Let's say I have daily backups, and get 10x done each day by being reckless and risking an "rm -rf", and let's say there's a 1% chance of an "rm -rf". I break even after 2 days of being reckless even if I get unlucky and on day 2 it wipes my drive. I spend day 3 and 4 recovering, and am still 6 days ahead based on the 10x work I got done on day 1.
What if I have a 50 day streak of not hitting an "rm -rf"? Early retirement?
I guess the work on day 1 should be to build a proper sandbox and drop the chance of an "rm -rf or worse" even down to 0.001%.
Your manager will look at your token usage and the number of Jira tickets you closed, and if you have not increased both 10x in the past year then you will be let go. 10x is the new 1x.
Whether that's early retirement depends on how much money you have.
> Additional bypass examples that all execute without permission:
> echo test ; git rm file.txt
> rm --force --recursive /home (if "rm -rf" is blocked)
I never really dug into the leaked code, but calling that there a security layer is a joke.
(And I really don't get why they give it actual shell access either, implementing a "fake" one for something like a honeypot takes a couple of days, not much more if it needs to persist/map to actual files.)
I've had one f up an account by placing 2000 limit orders at the wrong price, but that's another story.
I then saw it run `rm -r results/`, before messaging me: "Now all that's left is for you to upload the successful results, then I'll delete the rest!"
Why did it not upload the files itself, when it had been using the cloud storage CLI during that session? No clue. I do accept that I could have and should have just uploaded the file myself. It would have taken 3 seconds to type.

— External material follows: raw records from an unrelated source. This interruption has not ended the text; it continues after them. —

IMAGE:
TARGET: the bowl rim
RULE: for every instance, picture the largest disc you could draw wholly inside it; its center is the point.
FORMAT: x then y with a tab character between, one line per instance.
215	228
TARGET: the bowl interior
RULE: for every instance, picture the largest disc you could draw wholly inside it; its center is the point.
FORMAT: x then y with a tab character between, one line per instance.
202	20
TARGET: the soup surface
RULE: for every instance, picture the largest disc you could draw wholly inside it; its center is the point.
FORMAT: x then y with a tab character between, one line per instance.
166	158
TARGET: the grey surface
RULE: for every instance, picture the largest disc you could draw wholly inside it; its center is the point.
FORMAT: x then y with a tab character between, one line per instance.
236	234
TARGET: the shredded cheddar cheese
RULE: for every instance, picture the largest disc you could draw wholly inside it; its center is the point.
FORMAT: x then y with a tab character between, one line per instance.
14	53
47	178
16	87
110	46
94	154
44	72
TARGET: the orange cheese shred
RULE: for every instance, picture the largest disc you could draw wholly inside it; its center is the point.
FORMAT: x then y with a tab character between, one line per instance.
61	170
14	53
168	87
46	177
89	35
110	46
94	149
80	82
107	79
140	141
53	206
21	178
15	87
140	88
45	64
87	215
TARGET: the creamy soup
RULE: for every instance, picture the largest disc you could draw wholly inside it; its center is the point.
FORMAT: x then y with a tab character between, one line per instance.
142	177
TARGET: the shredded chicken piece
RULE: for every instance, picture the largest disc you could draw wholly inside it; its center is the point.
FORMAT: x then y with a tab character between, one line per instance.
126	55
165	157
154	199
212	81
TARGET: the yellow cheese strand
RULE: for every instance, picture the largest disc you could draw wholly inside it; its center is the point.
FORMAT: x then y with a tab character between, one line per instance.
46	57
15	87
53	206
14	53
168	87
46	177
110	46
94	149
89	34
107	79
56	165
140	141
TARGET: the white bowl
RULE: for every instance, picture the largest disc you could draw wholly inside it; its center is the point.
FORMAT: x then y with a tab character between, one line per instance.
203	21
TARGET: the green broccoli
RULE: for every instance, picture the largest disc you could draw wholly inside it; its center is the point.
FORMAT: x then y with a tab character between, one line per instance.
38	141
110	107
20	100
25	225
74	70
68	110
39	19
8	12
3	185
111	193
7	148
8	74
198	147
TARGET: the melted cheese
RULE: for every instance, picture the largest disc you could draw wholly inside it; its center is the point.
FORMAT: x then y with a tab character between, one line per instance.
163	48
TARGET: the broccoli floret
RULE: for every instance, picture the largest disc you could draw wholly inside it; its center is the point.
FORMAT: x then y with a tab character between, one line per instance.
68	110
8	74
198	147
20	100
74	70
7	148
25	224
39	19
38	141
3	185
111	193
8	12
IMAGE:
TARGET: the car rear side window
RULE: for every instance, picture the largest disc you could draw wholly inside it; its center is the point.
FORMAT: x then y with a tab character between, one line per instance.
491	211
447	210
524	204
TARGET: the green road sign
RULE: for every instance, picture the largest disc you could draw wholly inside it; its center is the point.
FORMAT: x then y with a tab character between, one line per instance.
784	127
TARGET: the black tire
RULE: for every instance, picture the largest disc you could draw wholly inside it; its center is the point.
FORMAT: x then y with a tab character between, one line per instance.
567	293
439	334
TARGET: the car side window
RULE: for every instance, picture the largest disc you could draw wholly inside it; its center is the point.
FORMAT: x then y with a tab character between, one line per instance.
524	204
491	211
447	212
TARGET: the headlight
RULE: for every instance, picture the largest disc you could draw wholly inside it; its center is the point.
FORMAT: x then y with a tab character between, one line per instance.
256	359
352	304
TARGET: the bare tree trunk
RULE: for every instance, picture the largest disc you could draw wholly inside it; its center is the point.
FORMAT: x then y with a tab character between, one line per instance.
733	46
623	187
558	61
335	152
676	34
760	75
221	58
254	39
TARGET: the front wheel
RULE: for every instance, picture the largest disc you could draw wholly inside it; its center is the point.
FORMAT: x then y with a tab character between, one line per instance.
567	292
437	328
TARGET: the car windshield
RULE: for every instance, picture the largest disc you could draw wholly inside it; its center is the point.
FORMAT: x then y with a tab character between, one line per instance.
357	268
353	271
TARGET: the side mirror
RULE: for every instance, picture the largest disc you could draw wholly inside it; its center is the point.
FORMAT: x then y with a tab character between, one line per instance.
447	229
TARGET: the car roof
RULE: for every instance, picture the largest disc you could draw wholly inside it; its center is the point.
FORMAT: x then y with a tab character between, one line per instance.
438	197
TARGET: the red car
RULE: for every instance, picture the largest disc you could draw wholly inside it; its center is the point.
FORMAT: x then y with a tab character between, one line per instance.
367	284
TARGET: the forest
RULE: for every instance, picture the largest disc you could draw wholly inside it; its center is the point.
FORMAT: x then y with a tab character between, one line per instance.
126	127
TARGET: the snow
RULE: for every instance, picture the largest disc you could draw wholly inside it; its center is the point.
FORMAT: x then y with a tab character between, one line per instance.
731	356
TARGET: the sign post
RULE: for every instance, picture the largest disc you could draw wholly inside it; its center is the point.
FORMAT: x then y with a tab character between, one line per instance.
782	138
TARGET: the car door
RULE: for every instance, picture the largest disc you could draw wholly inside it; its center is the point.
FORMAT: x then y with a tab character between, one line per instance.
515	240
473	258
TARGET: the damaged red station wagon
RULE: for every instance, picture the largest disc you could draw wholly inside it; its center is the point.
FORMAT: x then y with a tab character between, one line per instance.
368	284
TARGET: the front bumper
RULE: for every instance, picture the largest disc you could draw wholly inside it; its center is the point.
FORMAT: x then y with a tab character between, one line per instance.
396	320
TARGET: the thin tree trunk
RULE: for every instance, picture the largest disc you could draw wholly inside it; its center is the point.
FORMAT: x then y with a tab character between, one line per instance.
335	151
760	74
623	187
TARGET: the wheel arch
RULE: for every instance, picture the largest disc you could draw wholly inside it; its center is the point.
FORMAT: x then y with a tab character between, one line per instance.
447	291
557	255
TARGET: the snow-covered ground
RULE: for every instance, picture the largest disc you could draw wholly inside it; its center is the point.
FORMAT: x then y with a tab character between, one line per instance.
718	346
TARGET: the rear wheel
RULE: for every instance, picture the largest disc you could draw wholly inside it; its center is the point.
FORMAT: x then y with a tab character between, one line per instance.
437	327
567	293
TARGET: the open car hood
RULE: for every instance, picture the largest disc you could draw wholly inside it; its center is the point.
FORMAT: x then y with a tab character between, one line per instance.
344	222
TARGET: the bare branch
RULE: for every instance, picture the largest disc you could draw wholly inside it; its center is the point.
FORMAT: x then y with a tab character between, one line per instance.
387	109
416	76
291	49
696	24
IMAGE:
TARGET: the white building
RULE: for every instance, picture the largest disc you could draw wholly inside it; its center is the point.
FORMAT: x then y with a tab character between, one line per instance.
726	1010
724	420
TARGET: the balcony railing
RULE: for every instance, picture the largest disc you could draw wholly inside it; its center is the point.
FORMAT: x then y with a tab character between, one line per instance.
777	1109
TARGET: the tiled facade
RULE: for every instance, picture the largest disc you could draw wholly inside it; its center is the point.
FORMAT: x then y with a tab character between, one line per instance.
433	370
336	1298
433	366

That happened to me once; I was running one of a few free-tier models in a pi-coding-agent session. The bash tool there is stateless and always begins from the launch directory, but the agent assumed state and executed `rm -rf .` intending to remove a build directory. Instead it removed the whole project tree, including session logs and notes.
This was mostly a matter of amusement for me since I was running the agent inside a bubblewrap sandbox for that very reason, and the project itself was not very important.